Last week, part of what we talked about was three things that I’ve noticed to be key elements of every successful church: strong programs in music and liturgy, children and youth, and service to others. All of these elements are about allowing our faith to shine outside of ourselves. They’re about spreading our faith out - allowing it to flavor more aspects of our lives, and reaching out into more aspects of the communities we inhabit. Making something savory and rich that will be warm and desirable, not just for ourselves, but for everyone within our reach.

Too often, it can be tempting, in communities such as this, to keep to ourselves. Perhaps we’re happy with who we are and how we do things. Perhaps we’re just too tired to feel inspired to seek out new people and new patterns and new expressions of community. Perhaps we’ve just done it one way for so long that we can’t imagine anything else.

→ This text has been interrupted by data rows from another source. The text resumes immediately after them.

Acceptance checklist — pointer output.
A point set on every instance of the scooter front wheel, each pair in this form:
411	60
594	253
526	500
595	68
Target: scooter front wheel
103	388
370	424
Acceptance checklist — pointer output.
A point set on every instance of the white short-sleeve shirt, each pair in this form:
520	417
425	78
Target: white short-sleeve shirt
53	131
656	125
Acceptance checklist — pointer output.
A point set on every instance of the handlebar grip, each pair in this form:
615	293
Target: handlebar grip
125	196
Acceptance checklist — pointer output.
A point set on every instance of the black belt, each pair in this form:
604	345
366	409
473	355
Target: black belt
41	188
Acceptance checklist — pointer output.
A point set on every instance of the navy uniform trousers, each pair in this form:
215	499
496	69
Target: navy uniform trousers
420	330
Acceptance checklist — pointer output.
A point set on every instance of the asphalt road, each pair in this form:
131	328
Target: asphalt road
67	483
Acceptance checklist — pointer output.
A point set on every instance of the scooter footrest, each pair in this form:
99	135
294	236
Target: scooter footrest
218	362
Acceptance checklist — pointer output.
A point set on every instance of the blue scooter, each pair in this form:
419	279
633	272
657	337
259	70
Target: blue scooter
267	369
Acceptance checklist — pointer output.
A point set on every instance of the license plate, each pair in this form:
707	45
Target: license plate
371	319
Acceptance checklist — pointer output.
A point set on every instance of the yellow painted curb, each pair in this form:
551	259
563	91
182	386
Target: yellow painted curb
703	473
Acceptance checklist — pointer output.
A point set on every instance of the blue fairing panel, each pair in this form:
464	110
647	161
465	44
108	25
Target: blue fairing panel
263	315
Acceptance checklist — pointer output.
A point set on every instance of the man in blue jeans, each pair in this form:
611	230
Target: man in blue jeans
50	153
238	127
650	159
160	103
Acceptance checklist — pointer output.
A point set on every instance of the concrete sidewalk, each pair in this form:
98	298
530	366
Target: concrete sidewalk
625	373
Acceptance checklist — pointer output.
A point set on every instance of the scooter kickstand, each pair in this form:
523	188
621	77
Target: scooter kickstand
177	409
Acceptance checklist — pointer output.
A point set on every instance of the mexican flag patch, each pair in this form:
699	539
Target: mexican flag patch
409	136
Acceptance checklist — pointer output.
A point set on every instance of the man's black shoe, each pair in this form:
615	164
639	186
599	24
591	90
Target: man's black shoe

There’s nothing wrong with that. It’s human. There’s nothing to be ashamed of there.

But when we recognize it, it is important to face it.

In verse 16, in the gospel today, there are four simple words that I hope you’ll carry with you today and in the months and years ahead. Perhaps you should be ready to write this down, because it’s worth remembering.



At the Diocesan Convention last weekend, pretty much everyone I met asked me how things were going here at St. Paul’s. There’s a degree to which those questions among clergy can be kind of superficial. “How are things are your place?” “Oh, they’re fine. How about you?” “Oh, we’re just great, thanks.”

But when folks asked me how things were going here, I found myself busting with pride. Over and over I found myself grinning from ear to ear and saying, “It’s not that we don’t have our challenges - things are rough all over - but the thing that’s so exciting about St. Paul’s is, there’s just SO much potential.”

And it’s true. We as a community, and as a quiet little outpost for the gospel, have SO much potential. We certainly have our challenges. We’ve talked about them a lot, and I’m sure we’ll talk about them more in the weeks ahead. But we also have more potential than I think most of us realize.

This is the main reason that I want this church to grow. We certainly don’t need to grow for ourselves. We could certainly continue surviving as we have been surviving for quite a while. We could just continue going along quietly, doing our own thing. It would probably even be pretty satisfying for many of us.

But there’s a light here that’s worth sharing. There is so much darkness in the world, and we have a chance to shine the light of Christ into it.

The world can be so bland, but we are salty. We have a chance to make people’s lives and experiences so much richer and more interesting.

But only if we spread outside of ourselves.

Like salt and like light, it is our nature to share ourselves. If we don’t, we aren’t being true to our essence - we aren’t fulfilling our potential.

In the next couple of weeks, take some time to think about the potential you see for this congregation and for your role in it. How can you better let your light shine? How can we better let our light shine?

Two weeks from today, we’ll be having our annual parish meeting. It will be a time to dream and a time to re-imagine how we see this community and ourselves within it. It will be a time to begin unlocking the potential that lies within us.

This is an exciting time in the life of this place. And we’re going to need a lot of light. Let your light shine! Amen.